[Do not merge] CI test, cmake option to enable address santitizer. #2890

bernhardu · 2021-06-10T03:49:40Z

This are the patches of my recent address santizer work.

With these all tests pass except two.
But at least some take much longer, the whole run around 24 minutes instead of 9.

The tests nested_detach-no-syscallbuf and nested_detach-32-no-syscallbuf do not finish even with 980 seconds timeout, and given the tests nested_detach and nested_detach-32 finish also with asan in a few seconds, I guess they show a hanging test.

What do you think? Is there something already suitable for merging?

bernhardu · 2021-06-10T11:28:31Z

From #2883: We would also need to be able to run rr with the ASAN library dynamically linked, but NOT pass that library name through to rr's spawned children.

Here "dynamically linked" means this?

$ ldd bin/rr
        libasan.so.6 => /usr/lib/x86_64-linux-gnu/libasan.so.6 (0x00007f730ea2e000)
...

Is this "NOT pass that library name" just related to LD_PRELOAD? Could you please give some more details?

rocallahan · 2021-06-10T11:39:52Z

Is this "NOT pass that library name" just related to LD_PRELOAD? Could you please give some more details?

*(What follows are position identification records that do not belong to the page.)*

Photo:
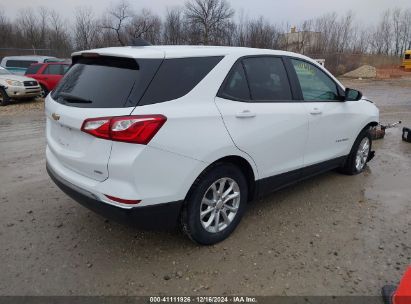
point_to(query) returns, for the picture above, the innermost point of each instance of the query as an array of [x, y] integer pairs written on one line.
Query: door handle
[[316, 111], [246, 114]]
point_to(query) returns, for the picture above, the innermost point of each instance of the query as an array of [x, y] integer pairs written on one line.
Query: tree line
[[206, 22]]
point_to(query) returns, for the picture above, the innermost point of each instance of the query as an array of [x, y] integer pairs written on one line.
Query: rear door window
[[315, 84], [268, 79], [33, 69], [236, 86], [106, 82], [177, 77]]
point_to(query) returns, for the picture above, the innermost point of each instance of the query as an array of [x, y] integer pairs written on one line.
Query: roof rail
[[140, 42]]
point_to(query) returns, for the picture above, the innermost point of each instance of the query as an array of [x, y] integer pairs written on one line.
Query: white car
[[158, 135], [16, 87]]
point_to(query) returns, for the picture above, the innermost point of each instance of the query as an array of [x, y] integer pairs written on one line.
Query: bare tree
[[33, 26], [208, 17], [144, 25], [85, 28], [116, 20], [174, 27], [59, 38]]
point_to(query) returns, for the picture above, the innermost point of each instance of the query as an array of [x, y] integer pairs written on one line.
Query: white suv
[[158, 135]]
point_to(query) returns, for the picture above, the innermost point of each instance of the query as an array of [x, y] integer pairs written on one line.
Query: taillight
[[138, 129]]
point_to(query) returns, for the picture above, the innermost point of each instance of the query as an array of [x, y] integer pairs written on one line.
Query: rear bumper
[[161, 216]]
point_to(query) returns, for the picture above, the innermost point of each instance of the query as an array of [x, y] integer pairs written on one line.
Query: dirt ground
[[330, 235]]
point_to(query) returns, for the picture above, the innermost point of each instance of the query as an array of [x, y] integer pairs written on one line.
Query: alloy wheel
[[220, 205]]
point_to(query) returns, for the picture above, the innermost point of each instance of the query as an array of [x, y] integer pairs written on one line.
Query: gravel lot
[[330, 235]]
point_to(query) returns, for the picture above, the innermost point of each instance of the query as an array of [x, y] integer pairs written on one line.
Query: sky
[[277, 11]]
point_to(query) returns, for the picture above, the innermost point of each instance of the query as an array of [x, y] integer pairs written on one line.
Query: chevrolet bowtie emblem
[[55, 116]]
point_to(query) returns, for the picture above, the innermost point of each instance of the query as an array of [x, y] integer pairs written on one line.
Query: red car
[[48, 74]]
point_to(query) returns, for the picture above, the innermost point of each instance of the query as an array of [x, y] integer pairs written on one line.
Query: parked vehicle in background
[[16, 87], [48, 75], [157, 135], [19, 64]]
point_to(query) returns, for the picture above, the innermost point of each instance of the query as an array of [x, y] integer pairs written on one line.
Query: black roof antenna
[[140, 42]]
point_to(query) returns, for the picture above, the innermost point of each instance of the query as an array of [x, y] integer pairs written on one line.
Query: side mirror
[[352, 95]]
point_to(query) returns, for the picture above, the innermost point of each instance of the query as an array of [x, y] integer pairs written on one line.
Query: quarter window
[[53, 69], [177, 77], [315, 84], [236, 86], [268, 79]]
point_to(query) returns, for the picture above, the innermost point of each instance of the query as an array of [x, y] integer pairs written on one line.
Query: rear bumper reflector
[[123, 201]]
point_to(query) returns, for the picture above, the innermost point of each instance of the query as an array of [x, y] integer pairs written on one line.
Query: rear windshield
[[19, 63], [33, 69], [110, 82], [106, 82]]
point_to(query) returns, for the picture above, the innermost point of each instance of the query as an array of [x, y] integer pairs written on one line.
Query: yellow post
[[406, 64]]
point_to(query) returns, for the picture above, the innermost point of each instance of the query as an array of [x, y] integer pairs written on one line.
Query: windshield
[[4, 72]]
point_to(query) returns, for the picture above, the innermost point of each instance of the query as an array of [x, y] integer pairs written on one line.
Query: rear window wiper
[[73, 98]]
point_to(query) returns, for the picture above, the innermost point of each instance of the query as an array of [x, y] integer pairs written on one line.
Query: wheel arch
[[240, 162]]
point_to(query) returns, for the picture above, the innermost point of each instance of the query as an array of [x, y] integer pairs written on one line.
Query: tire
[[44, 91], [359, 155], [203, 197], [4, 98]]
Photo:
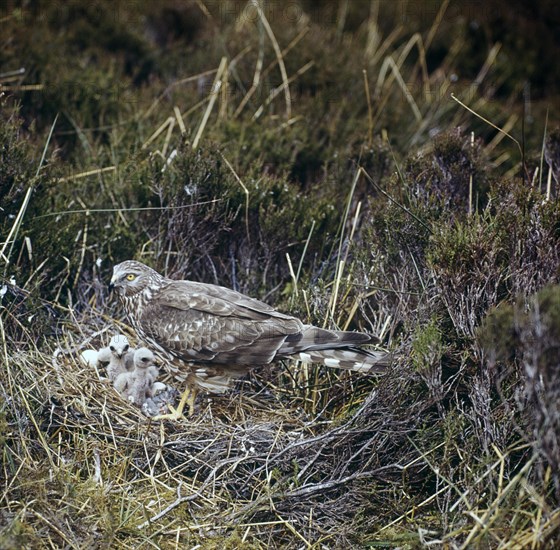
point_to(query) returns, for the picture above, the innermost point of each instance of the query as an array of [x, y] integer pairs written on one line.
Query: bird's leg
[[189, 396]]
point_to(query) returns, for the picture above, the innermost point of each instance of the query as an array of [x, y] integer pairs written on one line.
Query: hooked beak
[[112, 284]]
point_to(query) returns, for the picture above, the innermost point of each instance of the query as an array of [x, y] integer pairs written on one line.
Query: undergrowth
[[361, 165]]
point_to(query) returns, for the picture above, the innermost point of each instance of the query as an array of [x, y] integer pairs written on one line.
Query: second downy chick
[[137, 385], [119, 356]]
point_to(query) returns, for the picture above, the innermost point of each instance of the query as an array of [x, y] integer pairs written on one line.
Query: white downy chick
[[137, 386], [120, 356]]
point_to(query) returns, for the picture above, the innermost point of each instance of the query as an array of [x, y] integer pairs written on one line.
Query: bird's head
[[131, 277], [119, 346], [143, 358]]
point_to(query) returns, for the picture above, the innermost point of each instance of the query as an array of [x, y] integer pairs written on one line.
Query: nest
[[252, 463]]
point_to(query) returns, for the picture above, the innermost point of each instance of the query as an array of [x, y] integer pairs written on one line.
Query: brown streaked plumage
[[212, 334]]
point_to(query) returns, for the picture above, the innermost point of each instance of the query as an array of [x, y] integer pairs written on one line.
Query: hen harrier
[[211, 334]]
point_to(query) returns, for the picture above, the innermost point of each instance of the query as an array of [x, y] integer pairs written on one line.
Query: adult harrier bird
[[211, 334]]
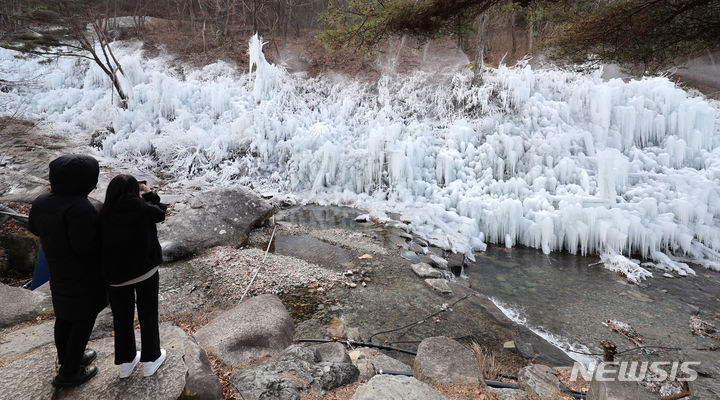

Ah, I was thinking that ASAN uses LD_PRELOAD, but I guess it doesn't the way you're building it.

bernhardu · 2021-06-10T11:49:49Z

Ah, I was thinking that ASAN uses LD_PRELOAD, but I guess it doesn't the way you're building it.

That would be at least needed when inspecting a library built with ASAN with an executable built without.
But yes, while working at the strip_outer_ld_preload change, I got the impression that ASAN prepends itself to LD_PRELOAD when spawning childs to make sure it is the first library. But I could not trace any negative consequence back to it, when running the tests.

Bob131 · 2021-06-11T00:23:21Z

Dang, you beat me to it! I've also been working on this, but it seems I spent too much time messing with hacks ;)

I have some comments (and maybe some patches) that might help.

Bob131 · 2021-06-11T00:25:28Z

CMakeLists.txt

@@ -522,6 +522,12 @@ if (x86ish)
  set(RR_SOURCES ${RR_SOURCES} src/test/x86/cpuid_loop.S)
 endif()

+option(asan "Build with address santitizer enabled.")
+if (asan)
+  set(ASAN_FLAGS "-fno-omit-frame-pointer -fsanitize=address")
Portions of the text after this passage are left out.